Smith went to Syria in October 2015 after the ISIS leader Abu Bakr al-Baghdadi called on Muslims to go to the country.

Despite knowing she would end up being a housewife in Syria, Smith believed it was her religious obligation to live in the Islamic country, she later told Irish police officers.

In Syria, Smith married British jihadist Sajid Aslam, who Smith said was killed when fighting, and gave birth to a daughter in 2017.

After the fall of ISIS in 2019, Smith and her daughter were repatriated to Ireland and she was arrested at the Dublin airport.

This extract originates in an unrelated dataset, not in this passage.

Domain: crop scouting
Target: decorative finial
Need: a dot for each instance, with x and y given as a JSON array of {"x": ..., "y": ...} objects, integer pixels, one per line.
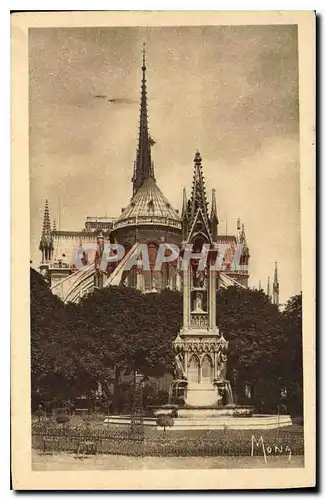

Smith’s lawyer previously argued Smith should be given a suspended sentence, citing the abuse she had suffered during her marriage to Aslam, the detention she had endured in a Syrian camp before being returned to Ireland, and the strict bail conditions imposed on her for two-and-a-half years in Ireland.

O’Higgins SC also asked the court to consider Smith’s child and argued psychological reports on Smith presented “a picture of an extremely vulnerable person, but accompanying that vulnerability is a great level of stoicism in terms of dealing with whatever hand she’s been dealt with.”

Sentencing Smith, presiding judge Tony Hunt said he’s satisfied Smith is unlikely to re-offend.

The judge acknowledged the evidence showed Smith had “followed rather than led,” but said she had been determined to go to Syria.

“She may have been easily led but then displayed characteristics of resilience—the rejection of her family, travelling to Syria, and remaining there to the bitter end,” he said.

He also said that Smith had had a “tough time in Syria” but that it was a “foreseeable consequence” of joining ISIS.

Hunt said the three judges had taken into consideration Smith’s previous “good character” and the fact that she had made a “positive contribution to society during her military service.”

The judges also accepted that life in the Syrian camps was “arduous” and the “equivalent” of being in prison, and that they had given a “substantial” discount off Smith’s sentence because of this.

The maximum sentence for the offence is eight years.

PA Media contributed to this report.